Let me tell you a little something about cake 52. Have you heard of the Pumpple cake? Some have deemed it the “turducken of cake.” Well, I’m about to take that and make it 225% more awesome. For cake #52, I will be making cookie inside pie inside cake, times three layers. That’s nine different flavors of sugary goodness. That’s probably 3,000 calories in a complete slice if I were to slice it top-to-bottom. My husband just finished drawing the schematics, I’ve chosen the flavors I’m going to do, and it may take me a few weeks to finish it, so bear with me, but I intend to make it. I will post all the prep materials, photos and videos of the process, and people’s reaction when I unveil this cake at an event in a few weeks. No practice round, no margin for error, I have to get it right the first time. Tell your friends – this is something you’re not going to want to miss.
And without further ado, Cake 51. We’re near the end. Pomegranate was my brother’s idea. It was a good one.
Chocolate Pomegranate Cake Recipe Ingredients
- 2 cups pomegranate juice (We used POM Wonderful)
- 1 cup sugar
- 1 tablespoon cornstarch
- 1/2 cup cold water
- 6 egg whites
- 1 teaspoon vanilla extract
- 2 1/4 cups flour
- 4 teaspoons baking powder
- 1 teaspoon salt
- 3/4 cups butter, softened
- 4 ounces bittersweet chocolate
- 1 tablespoon vegetable oil
- A handful of chocolate covered pomegranate seeds or chocolate covered dried cranberries for garnish
Chocolate Pomegranate Cake Recipe Directions
Preheat your oven to 350 degrees and prepare a round bundt pan. Heat the pomegranate juice and sugar on high until the sugar dissolves and the mixture starts to boil. Reduce heat and simmer for about a half hour, stirring occasionally. Remove from heat. Mix a half-cup of cold water and 1 tablespoon of cornstarch if your mixture doesn’t seem to be thickening. You want to end up with a thick pomegranate syrup. Mix 1 cup of pomegranate syrup, the egg whites and vanilla extract in a bowl and whisk briefly. Set aside. In your kitchen mixer, combine the flour, sugar, baking powder and salt.
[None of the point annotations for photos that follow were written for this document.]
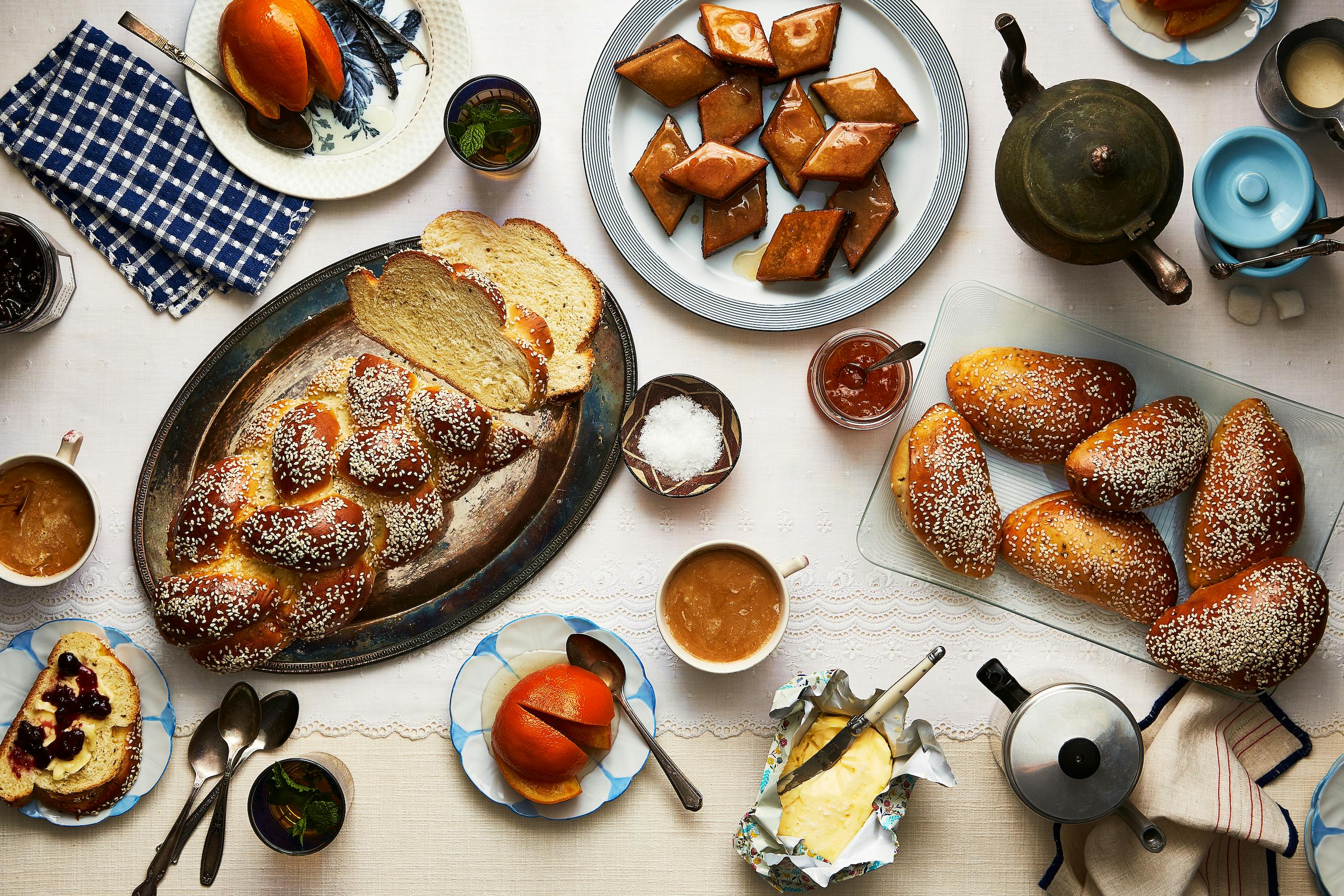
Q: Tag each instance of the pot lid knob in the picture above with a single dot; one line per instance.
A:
(1253, 189)
(1104, 160)
(1073, 752)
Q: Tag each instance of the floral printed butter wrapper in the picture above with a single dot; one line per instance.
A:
(785, 861)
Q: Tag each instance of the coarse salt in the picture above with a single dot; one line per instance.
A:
(681, 439)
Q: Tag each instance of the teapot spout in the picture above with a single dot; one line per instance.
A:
(1019, 84)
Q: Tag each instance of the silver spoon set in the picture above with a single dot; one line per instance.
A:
(243, 726)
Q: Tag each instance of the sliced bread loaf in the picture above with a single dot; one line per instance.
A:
(533, 269)
(104, 770)
(455, 323)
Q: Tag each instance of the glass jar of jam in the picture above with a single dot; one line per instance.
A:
(37, 277)
(858, 402)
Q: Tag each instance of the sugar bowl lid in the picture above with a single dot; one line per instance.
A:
(1253, 189)
(1073, 752)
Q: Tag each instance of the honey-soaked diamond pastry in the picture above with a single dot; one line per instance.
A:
(794, 132)
(736, 37)
(671, 72)
(666, 148)
(804, 41)
(734, 218)
(865, 96)
(873, 206)
(850, 151)
(715, 171)
(732, 110)
(804, 245)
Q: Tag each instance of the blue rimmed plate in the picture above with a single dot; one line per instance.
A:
(27, 656)
(504, 657)
(926, 167)
(1234, 37)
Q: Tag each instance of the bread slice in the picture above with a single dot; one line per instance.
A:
(106, 769)
(533, 269)
(455, 323)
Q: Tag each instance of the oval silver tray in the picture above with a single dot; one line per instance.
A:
(502, 532)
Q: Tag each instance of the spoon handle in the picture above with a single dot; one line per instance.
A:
(159, 867)
(135, 26)
(681, 784)
(213, 853)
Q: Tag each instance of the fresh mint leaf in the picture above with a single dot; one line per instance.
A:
(323, 814)
(472, 140)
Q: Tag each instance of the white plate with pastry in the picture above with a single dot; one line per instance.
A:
(87, 723)
(429, 439)
(1121, 462)
(710, 264)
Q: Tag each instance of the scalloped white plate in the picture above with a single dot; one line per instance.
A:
(1232, 38)
(608, 776)
(27, 656)
(410, 128)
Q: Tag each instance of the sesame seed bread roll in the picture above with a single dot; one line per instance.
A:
(1037, 406)
(1116, 560)
(453, 321)
(1246, 633)
(941, 483)
(1249, 501)
(1144, 458)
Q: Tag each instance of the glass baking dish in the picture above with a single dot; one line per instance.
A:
(976, 316)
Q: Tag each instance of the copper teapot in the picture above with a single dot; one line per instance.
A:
(1089, 171)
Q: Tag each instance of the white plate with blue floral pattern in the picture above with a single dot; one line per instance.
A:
(1219, 44)
(502, 660)
(365, 140)
(27, 656)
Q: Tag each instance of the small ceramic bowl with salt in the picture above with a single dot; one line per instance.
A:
(681, 436)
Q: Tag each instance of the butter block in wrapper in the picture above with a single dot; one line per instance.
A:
(785, 861)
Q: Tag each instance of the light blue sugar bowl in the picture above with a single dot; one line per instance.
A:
(1253, 191)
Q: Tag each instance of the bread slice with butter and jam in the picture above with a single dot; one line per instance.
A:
(77, 739)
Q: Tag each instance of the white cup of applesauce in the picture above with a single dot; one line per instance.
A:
(724, 605)
(65, 496)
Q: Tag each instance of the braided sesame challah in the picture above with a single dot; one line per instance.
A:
(283, 538)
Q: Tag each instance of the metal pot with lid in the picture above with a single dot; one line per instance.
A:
(1089, 171)
(1070, 751)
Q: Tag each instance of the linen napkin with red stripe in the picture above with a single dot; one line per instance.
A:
(1209, 758)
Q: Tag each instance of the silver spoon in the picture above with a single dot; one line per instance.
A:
(240, 720)
(279, 716)
(1322, 226)
(589, 653)
(1224, 270)
(855, 375)
(288, 132)
(207, 754)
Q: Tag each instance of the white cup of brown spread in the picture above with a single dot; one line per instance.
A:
(724, 605)
(49, 515)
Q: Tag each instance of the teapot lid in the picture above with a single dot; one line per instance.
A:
(1097, 163)
(1253, 189)
(1073, 752)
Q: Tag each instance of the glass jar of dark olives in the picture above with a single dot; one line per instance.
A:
(37, 276)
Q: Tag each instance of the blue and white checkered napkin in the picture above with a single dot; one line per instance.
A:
(117, 147)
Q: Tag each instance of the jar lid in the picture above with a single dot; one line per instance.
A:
(1254, 189)
(1073, 752)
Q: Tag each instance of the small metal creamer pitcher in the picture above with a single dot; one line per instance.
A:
(1277, 101)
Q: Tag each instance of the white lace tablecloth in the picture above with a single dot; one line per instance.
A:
(110, 368)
Add the softened batter, and mix on a low speed until it’s completely incorporated. Add the liquid mixture about a half cup at a time and beat until completely blended. Do not overbeat. Pour into your prepared bundt pan. We had extra batter so we also made 6 cupcakes out of the rest. Cupcakes should be baked about 20 to 23 minutes. The cake baked for about 40 minutes. If you did two 9-inch round pans instead, try 25 to 30 minutes to start. To garnish the cake, we melted the 4 ounces of bittersweet chocolate and 1 tablespoon of vegetable oil in a double boiler and basically “painted” the chocolate onto the cake. We drizzled the remaining pomegranate syrup over that. Then, we topped it with chocolate-covered dried cranberries (because Whole Foods didn’t have chocolate-covered pomegranate seeds or just plain pomegranate seeds in season right now).